L'argument du libre choix, un faux argument (13/02/2014)

Un ami nous fait part de ses réflexions :

Dans les débats éthiques comme celui de l’euthanasie des mineurs, une question/objection revient souvent :  personne ne vous oblige de demander l’euthanasie, alors pourquoi vous ne respectez pas le choix de ceux qui ne pensent pas comme vous ?

Difficile de répondre à une question pareille tant qu’on reste sur le plan des idées :  il ne faut pas s’attendre à ce que ceux qui sont pour la liberté de choix acceptent nos valeurs de respect et de dignité de la vie humaine. 

Par contre, lorsqu’on regarde la réalité, les choses se présentent autrement.  L’argument du libre choix était déjà utilisé lors du débat sur l’avortement.  Or, la réalité est qu’un grand nombre de femmes se font avorter sous pression, parfois même de la part des médecins qui les culpabilisent avec l’idée d’un enfant qui sera handicapé, et donc une charge pour la société. 

Dans le cas de l’euthanasie des adultes, la pression directe est sans doute moins fréquente ; mais il y a aussi moyen de faire sentir à quelqu’un que sa présence n’est plus souhaitée à travers des regards, des gestes, des paroles désobligeantes…  Le comble est qu’en notre pays où on prône le libre choix, on manque tellement de personnel soignant que les patients hospitalisés doivent parfois attendre des heures pour qu’on s’occupe de besoins élémentaires.  Récemment, à trois heures de l’après-midi, une infirmière me confiait qu’elle n’avait pas encore terminé les toilettes du matin… et qu’en est-il des demandes urgentes et imprévues que les patients peuvent manifester à tout moment ?

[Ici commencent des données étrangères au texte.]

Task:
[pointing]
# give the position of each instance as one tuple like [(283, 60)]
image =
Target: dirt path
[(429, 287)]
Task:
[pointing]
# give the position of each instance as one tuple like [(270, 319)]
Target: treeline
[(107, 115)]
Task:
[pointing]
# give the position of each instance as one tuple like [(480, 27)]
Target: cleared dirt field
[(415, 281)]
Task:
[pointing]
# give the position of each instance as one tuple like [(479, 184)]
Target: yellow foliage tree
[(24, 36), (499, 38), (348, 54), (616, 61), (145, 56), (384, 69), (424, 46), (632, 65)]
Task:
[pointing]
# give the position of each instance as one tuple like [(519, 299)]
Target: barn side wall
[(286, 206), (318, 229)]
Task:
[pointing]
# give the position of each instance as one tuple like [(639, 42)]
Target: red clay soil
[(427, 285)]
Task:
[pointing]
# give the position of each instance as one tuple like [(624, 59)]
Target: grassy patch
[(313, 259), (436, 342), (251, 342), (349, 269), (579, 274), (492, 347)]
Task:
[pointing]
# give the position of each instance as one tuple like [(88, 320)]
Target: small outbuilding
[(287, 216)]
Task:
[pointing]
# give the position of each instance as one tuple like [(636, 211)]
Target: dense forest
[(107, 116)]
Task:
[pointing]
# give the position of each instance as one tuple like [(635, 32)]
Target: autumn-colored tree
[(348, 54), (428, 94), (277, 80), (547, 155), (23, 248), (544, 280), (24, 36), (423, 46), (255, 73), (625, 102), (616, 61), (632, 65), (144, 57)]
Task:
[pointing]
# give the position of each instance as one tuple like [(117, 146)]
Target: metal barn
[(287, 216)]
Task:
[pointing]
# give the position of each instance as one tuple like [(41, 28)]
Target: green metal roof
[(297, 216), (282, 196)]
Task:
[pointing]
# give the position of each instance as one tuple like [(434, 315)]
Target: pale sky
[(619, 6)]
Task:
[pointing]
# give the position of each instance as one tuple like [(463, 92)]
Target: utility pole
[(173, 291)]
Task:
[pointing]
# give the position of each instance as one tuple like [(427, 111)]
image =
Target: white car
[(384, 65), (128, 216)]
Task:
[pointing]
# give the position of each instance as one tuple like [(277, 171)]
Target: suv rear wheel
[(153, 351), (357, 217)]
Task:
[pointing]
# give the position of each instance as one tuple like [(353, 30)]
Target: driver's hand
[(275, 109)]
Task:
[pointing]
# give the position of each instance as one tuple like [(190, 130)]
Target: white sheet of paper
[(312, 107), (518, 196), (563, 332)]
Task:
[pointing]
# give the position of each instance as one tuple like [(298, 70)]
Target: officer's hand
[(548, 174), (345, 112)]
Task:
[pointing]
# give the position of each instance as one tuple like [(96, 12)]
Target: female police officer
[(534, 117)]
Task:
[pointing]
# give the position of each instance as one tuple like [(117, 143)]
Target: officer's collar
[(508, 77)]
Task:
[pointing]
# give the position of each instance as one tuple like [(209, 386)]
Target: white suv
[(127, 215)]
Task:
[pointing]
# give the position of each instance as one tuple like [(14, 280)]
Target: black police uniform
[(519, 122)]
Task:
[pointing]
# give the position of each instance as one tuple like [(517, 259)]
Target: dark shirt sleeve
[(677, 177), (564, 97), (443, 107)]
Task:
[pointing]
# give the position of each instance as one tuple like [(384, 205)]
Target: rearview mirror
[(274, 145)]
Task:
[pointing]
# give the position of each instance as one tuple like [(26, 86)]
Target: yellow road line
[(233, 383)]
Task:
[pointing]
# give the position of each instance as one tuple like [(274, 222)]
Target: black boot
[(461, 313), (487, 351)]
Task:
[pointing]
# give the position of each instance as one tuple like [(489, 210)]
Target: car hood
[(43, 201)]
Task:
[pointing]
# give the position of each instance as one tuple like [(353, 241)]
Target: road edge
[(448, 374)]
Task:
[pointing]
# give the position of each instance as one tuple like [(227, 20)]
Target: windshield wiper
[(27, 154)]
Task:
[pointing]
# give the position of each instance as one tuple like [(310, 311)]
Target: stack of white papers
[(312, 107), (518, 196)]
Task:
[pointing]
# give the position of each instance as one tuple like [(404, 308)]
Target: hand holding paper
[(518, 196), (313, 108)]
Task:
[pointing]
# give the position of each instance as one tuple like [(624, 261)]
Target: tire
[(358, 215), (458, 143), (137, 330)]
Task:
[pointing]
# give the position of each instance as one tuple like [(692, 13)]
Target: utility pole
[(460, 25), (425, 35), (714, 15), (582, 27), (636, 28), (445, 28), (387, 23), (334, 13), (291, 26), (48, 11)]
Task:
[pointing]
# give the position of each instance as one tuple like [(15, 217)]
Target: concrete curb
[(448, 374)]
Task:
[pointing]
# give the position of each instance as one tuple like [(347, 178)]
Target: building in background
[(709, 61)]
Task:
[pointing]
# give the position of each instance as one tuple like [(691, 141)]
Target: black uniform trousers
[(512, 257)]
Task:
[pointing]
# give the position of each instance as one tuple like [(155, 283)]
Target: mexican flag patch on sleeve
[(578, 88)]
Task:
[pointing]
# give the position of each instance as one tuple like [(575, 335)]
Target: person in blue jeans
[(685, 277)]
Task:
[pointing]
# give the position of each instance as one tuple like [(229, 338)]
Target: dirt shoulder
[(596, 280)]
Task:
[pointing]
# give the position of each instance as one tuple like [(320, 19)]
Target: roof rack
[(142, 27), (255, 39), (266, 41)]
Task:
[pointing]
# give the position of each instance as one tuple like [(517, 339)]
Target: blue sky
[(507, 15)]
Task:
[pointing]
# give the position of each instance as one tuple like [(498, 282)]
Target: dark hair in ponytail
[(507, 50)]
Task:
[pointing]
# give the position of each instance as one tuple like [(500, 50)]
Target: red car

Ce n’est évidemment pas le personnel soignant qui doit être rendu responsable de telles situations.  Mais pourquoi est-ce que les pouvoirs publics ne consacrent pas davantage de moyens financiers aux soins des malades, alors qu’on dépense annuellement des dizaines de millions d’euros pour la fécondation in vitro ? 

Revenons à l’euthanasie des mineurs.  S’il y a trente-six façons de faire pression sur un adulte malade pour qu’il se fasse euthanasier, ce n’est certes pas plus compliqué pour un enfant.  Dans les débats, on nous répond souvent par les garde-fous que la loi prévoit.  C’était déjà le cas pour l’avortement et pour l’euthanasie des adultes.  La réalité est que dans la plupart des cas, la loi n’est tout simplement pas respectée.  C’est peut-être une des raisons pour lesquelles en Wallonie, le nombre d’euthanasies déclarées est tellement bas par rapport à la Flandre.  Pourquoi d’ailleurs un médecin passerait-il  tant de temps avec des paperasses alors qu’il est déjà surchargé ?  Et plus de vingt ans après la dépénalisation partielle de l’avortement, quel médecin connaît encore toutes les conditions qui doivent être réunies pour qu’en Belgique, l’avortement soit réellement dépénalisé ?

On pourrait citer de nombreux autres exemples, analyses et cas concrets pour arriver toujours à la même conclusion :  la réalité montre bien que l’argument du libre choix est un faux argument. 

Pour finir, une anecdote.  En 1996, j’assistais à une conférence de Roger Lallemand sur l’euthanasie.  Il disait dans son exposé qu’une personne en grande souffrance n’était pas totalement libre.  A la question de savoir comment on peut alors parler de libre choix dans le cas de l’euthanasie, le spécialiste en bioéthique du PS n’avait pas de réponse…

La culture de la mort est comme un salami :  personne n’a envie de l’avaler en entier.  Mais quand on le coupe en tranches pour le glisser dans un sandwich, la majorité de nos concitoyens le mangent sans s’en rendre compte.